Yo empecé a fumar por curiosidad. Todos en mi familia fumaban y quería saber. Seguí fumando porque me sentía parte de un ritual. Distinta. Ese no sé qué de prender el cigarrillo, inhalar, esperar y luego y de apoco largar el humo, con una seguridad que alcanzaba solo en ese instante y que no era más que eso, algo que después se iba, una mentira. Además era lindo tener un secreto. Todas mis amigas fumaban, todas menos una, y ocultarlo de los adultos nos hacía sentir vivas. Dueñas de algo. Recuerdo el rostro de mi madre cuando se dio cuenta: era mediodía, yo vestía el uniforme negro y blanco y rojo del colegio privado y alemán en que estudié y ella sintió el olor, parada frente a la cómoda de estilo francés de su cuarto, y me preguntó si había fumado y le dije que sí y no me retó porque no tuvo de dónde sacar las palabras pero un poco se decepcionó. Me pregunto si habrá creído que yo iba a ser la excepción, también en eso.
Nunca me gustó fumar en la casa donde me crie. Yo fumaba porque me divertía. Y seguí fumando por años, en la calle, en los recreos, en los baños, en las estaciones de tren, de madrugada, en los boliches, en los pasillos de la facultad, por las mañanas, en la puerta de esa primera redacción en la que trabajé, mientras salía el sol. Y seguí. Y mis amigas empezaron a dejar de hacerlo, a conciencia, porque jamás debimos empezar, lo sé, pero yo no, no todavía. Los atados comenzaron a incluir imágenes espantosas, por reales, de lo que le pasa a la gente que fuma, de cuánto enferma, y yo fumé. Mi amiga la abogada, la del pelo impoluto y las uñas al tono, comenzó a notar un zumbido en su pecho y se asustó y dejó de hacerlo y yo fumé. Prohibieron fumar en bares, en restaurantes, en las casas, fumar comenzó a ser algo viejo, como pasado de moda, y no paré. Fumé igual. Me mudé con mi novio, que odia el cigarrillo, que es asmático, que es alérgico y yo fumé, en el balcón, junto a una ventana, fumé. Sin importar. Como si fumar me ayudara a conseguir lo imposible. Como si fumar me ayudara a detener el tiempo.

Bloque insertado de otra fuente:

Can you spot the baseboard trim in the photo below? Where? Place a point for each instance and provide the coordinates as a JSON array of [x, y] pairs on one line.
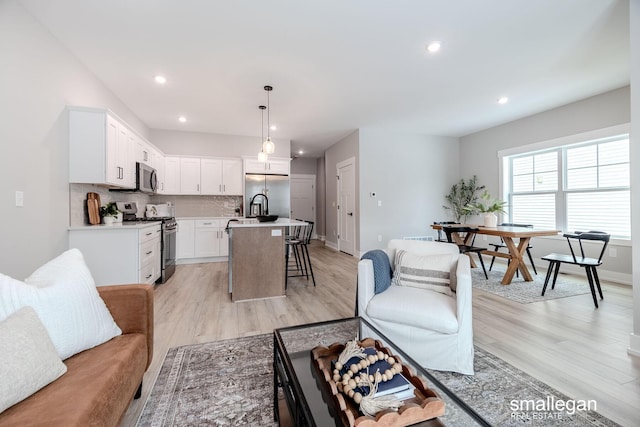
[[331, 245], [201, 260], [634, 345]]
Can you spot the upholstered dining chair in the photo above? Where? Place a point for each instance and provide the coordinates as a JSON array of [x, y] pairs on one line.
[[441, 236], [433, 326], [464, 248], [590, 264]]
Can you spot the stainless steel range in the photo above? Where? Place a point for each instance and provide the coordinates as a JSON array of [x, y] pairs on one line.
[[169, 230]]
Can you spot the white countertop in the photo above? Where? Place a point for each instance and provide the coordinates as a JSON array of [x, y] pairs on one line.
[[130, 225], [252, 222], [207, 217]]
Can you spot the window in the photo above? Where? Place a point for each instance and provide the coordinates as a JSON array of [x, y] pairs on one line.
[[577, 187]]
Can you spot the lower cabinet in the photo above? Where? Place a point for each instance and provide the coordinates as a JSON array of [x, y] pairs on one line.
[[118, 255], [202, 238]]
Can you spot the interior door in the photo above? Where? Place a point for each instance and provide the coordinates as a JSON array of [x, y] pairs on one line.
[[346, 207], [303, 197]]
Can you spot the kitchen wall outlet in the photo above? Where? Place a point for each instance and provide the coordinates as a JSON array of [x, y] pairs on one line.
[[19, 199]]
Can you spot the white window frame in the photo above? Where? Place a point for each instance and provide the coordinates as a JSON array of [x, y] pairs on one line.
[[503, 157]]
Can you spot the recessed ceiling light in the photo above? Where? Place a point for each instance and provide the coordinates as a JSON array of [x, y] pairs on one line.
[[433, 47]]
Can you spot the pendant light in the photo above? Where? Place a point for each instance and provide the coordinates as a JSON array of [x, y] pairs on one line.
[[268, 147], [262, 156]]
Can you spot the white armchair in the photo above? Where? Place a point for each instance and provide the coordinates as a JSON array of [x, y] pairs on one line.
[[433, 328]]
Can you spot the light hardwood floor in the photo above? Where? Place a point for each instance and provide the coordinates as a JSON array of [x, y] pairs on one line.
[[565, 343]]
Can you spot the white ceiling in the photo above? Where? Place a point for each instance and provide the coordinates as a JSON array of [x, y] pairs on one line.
[[339, 65]]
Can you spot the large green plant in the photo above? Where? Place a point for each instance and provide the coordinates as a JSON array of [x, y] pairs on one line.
[[462, 194], [486, 204]]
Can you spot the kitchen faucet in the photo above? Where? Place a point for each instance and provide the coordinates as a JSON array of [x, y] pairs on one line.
[[266, 203]]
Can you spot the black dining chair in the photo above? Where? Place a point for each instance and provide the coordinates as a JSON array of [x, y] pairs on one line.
[[464, 249], [589, 264], [497, 246], [298, 244]]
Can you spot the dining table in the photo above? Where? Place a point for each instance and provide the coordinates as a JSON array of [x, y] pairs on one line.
[[509, 234]]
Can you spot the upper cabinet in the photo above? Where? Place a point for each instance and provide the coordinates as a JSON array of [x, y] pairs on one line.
[[101, 149], [221, 176], [189, 175], [272, 166], [204, 176]]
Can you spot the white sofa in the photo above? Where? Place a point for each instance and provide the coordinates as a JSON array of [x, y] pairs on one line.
[[433, 328]]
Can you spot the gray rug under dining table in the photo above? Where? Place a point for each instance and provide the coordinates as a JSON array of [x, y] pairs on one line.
[[230, 383], [528, 292]]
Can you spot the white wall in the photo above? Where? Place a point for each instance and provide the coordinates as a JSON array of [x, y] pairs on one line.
[[634, 9], [410, 175], [478, 155], [340, 151], [38, 78], [211, 144], [304, 166]]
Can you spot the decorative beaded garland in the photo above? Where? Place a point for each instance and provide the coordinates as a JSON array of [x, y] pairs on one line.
[[350, 383]]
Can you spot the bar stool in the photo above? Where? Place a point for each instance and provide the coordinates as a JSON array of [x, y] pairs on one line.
[[298, 245]]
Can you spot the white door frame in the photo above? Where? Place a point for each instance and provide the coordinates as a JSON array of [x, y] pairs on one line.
[[315, 200], [350, 161]]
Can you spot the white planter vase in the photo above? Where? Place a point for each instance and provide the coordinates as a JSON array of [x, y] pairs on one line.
[[490, 219]]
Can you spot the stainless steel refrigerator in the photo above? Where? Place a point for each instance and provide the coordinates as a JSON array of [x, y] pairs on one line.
[[276, 188]]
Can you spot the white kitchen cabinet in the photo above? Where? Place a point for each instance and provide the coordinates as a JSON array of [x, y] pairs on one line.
[[211, 176], [272, 166], [171, 175], [232, 177], [158, 163], [189, 175], [185, 239], [221, 176], [100, 149], [207, 238], [202, 238], [120, 254]]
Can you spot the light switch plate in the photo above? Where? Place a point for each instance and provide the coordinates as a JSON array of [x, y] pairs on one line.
[[19, 199]]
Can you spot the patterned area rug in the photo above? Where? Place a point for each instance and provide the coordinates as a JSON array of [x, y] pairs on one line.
[[528, 292], [224, 384]]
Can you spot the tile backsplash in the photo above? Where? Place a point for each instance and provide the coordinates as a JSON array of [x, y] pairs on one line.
[[186, 206], [211, 206]]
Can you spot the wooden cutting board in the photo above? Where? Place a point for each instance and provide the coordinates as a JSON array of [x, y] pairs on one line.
[[93, 208]]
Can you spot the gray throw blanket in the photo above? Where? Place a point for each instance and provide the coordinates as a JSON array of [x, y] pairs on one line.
[[381, 269]]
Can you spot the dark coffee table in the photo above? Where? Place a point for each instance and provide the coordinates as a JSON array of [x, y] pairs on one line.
[[294, 371]]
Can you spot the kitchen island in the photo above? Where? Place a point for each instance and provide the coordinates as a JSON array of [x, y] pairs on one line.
[[257, 258]]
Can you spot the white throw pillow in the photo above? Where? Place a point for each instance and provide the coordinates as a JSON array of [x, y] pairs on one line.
[[28, 359], [431, 272], [64, 295]]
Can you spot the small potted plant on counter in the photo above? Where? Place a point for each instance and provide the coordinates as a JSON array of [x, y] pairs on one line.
[[487, 206], [109, 213]]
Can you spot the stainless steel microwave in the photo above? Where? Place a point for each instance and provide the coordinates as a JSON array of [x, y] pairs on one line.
[[146, 178]]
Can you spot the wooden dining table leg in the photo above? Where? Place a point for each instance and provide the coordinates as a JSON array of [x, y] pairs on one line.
[[468, 239], [517, 260]]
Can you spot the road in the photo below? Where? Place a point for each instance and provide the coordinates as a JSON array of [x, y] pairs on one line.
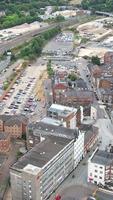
[[6, 45]]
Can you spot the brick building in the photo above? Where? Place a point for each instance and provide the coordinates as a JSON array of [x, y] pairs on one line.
[[4, 142], [15, 125], [106, 82], [90, 136], [58, 89], [108, 58], [67, 115], [75, 97]]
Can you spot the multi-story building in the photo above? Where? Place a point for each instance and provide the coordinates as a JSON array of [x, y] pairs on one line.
[[108, 58], [39, 172], [107, 95], [106, 82], [13, 124], [43, 130], [67, 115], [91, 136], [100, 167], [4, 142], [77, 97]]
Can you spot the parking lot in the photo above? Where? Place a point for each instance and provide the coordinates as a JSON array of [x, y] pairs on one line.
[[20, 98]]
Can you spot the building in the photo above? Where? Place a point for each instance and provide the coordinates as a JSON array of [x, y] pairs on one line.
[[42, 130], [67, 115], [100, 167], [74, 97], [106, 82], [91, 136], [108, 58], [48, 92], [58, 89], [107, 95], [4, 142], [13, 124], [39, 172]]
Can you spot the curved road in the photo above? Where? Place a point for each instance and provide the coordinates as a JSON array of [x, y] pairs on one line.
[[7, 45]]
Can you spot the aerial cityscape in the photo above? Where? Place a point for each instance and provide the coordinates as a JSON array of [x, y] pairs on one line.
[[56, 100]]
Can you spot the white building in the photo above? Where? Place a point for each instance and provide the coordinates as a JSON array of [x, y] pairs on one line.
[[67, 115], [100, 167], [39, 172]]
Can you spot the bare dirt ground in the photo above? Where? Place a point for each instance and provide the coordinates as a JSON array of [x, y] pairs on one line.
[[95, 30]]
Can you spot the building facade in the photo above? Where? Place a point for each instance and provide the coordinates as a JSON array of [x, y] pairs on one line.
[[4, 142], [67, 115], [108, 58], [14, 125], [35, 178], [100, 168]]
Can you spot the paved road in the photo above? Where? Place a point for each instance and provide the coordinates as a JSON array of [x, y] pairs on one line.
[[104, 196], [6, 45]]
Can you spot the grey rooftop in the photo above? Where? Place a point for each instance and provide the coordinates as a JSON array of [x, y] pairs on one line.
[[42, 152], [103, 158]]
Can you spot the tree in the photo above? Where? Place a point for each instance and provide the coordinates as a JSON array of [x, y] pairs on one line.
[[95, 60]]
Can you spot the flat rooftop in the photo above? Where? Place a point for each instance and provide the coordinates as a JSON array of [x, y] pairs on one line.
[[61, 110], [42, 153], [103, 158], [3, 135], [47, 129], [51, 121]]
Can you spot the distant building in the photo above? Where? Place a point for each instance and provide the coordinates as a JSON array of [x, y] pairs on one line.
[[39, 172], [4, 142], [67, 115], [106, 82], [58, 90], [107, 95], [91, 136], [43, 130], [108, 58], [13, 124], [100, 167], [74, 97], [48, 92]]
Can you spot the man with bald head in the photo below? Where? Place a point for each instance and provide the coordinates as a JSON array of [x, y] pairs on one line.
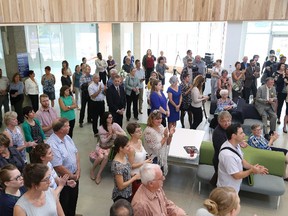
[[121, 208], [150, 198], [200, 64], [96, 91]]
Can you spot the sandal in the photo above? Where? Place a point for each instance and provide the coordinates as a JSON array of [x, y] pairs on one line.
[[92, 175], [98, 180]]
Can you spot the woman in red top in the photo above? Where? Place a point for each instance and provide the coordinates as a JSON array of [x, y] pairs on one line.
[[148, 64]]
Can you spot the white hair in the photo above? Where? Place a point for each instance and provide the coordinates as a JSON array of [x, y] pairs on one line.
[[148, 172], [224, 92], [96, 75], [173, 79], [113, 71]]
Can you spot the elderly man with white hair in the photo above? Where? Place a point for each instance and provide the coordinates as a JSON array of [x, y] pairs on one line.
[[96, 91], [150, 198], [224, 103], [113, 73]]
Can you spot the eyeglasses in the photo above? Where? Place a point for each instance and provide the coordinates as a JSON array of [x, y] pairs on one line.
[[17, 178], [257, 129], [47, 179], [156, 112], [162, 178]]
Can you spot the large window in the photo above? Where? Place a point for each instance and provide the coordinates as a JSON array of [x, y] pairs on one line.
[[174, 38], [49, 45], [263, 36]]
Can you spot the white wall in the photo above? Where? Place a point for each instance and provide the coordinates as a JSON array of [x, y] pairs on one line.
[[232, 51]]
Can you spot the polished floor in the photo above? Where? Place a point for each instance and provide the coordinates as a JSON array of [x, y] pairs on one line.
[[181, 184]]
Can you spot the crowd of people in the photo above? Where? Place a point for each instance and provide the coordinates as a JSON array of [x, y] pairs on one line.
[[138, 169]]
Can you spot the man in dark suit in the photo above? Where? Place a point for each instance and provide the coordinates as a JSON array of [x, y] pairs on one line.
[[265, 103], [244, 63], [116, 100], [251, 75]]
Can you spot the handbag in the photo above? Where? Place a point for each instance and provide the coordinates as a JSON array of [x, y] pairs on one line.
[[108, 144]]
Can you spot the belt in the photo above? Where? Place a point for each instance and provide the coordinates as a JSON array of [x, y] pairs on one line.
[[99, 101]]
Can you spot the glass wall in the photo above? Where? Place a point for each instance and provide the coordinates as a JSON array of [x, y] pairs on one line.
[[263, 36], [177, 38], [49, 45], [2, 60]]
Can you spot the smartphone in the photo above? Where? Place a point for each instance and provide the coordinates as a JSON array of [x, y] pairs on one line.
[[191, 150]]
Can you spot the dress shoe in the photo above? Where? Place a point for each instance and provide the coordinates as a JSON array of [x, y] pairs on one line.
[[267, 136], [98, 180]]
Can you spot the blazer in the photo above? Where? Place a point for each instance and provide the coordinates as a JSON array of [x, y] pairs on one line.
[[243, 66], [249, 77], [131, 82], [261, 99], [114, 101]]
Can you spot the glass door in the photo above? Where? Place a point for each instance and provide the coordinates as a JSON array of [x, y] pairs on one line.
[[280, 45]]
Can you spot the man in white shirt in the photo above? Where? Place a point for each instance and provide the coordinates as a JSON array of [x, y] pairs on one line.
[[140, 74], [231, 161], [97, 95], [46, 115], [32, 90], [265, 103], [101, 66], [4, 86]]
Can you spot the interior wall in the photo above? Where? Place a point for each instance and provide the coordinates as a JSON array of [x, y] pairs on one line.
[[55, 11]]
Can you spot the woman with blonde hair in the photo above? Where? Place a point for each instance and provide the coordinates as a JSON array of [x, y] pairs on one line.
[[157, 139], [197, 100], [222, 201], [158, 100], [15, 134]]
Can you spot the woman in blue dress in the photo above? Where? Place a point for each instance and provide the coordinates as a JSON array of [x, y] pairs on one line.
[[175, 100], [158, 101]]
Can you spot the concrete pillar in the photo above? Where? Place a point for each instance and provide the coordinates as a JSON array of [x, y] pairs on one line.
[[233, 40], [16, 44], [137, 41], [116, 44], [69, 42]]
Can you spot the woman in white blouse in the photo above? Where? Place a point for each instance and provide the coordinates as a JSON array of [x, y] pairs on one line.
[[32, 90], [157, 139], [197, 100], [215, 75]]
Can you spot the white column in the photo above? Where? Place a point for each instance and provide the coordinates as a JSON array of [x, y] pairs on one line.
[[234, 42]]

Hace unas semanas comencé con unas clases de yoga por internet para relajar cuello y espalda. Trabajar en casa y hacer las clases de zumba en casa y tomar café solo en casa y quedarme aquí por meses me hizo mal al cuerpo y cuando escuché a una compañera del taller de periodismo, al que asisto también desde casa, hablar sobre los videos de yoga de esta mujer tan amorosa los busqué y me convencí. Al principio me costaba seguirle el ritmo a la respiración. Ahora lo hago mucho mejor. Comienzo a inspirar y cuento uno y dos y tres y cuatro y alargo la espalda y entonces, bien erguida, hago lo mismo en la dirección opuesta, exhalo y digo para adentro cuatro y tres y dos y uno. Se me llena el pecho de aire. De aire sin tabaco. Y sin tabaco lo largo. Por la nariz. Sentada. En la postura de Sukhasana.
Creo incluso que dejé de fumar sin darme cuenta. Una noche terminé de cenar y no tuve ganas y lo dejé pasar y pasaron todas las noches desde aquella. Un viernes fumé dos cigarrillos en una videollamada con mis amigas, mientras nos reíamos de los videos en redes sociales que dicen que si alguien tiene un antojo de dulce puede comer una madalena de porotos aduki, y a la mañana siguiente desperté con resaca. Armé tantos planes en mi cabeza para este momento, para no reemplazar esa cosa con otras cosas, también malas, para no comer más chocolates y acá estoy, como si nada. Ya pasó. Me asusta un poco. Aunque es bueno. Hace daño fumar. Pero era lindo hacerlo. Qué suerte.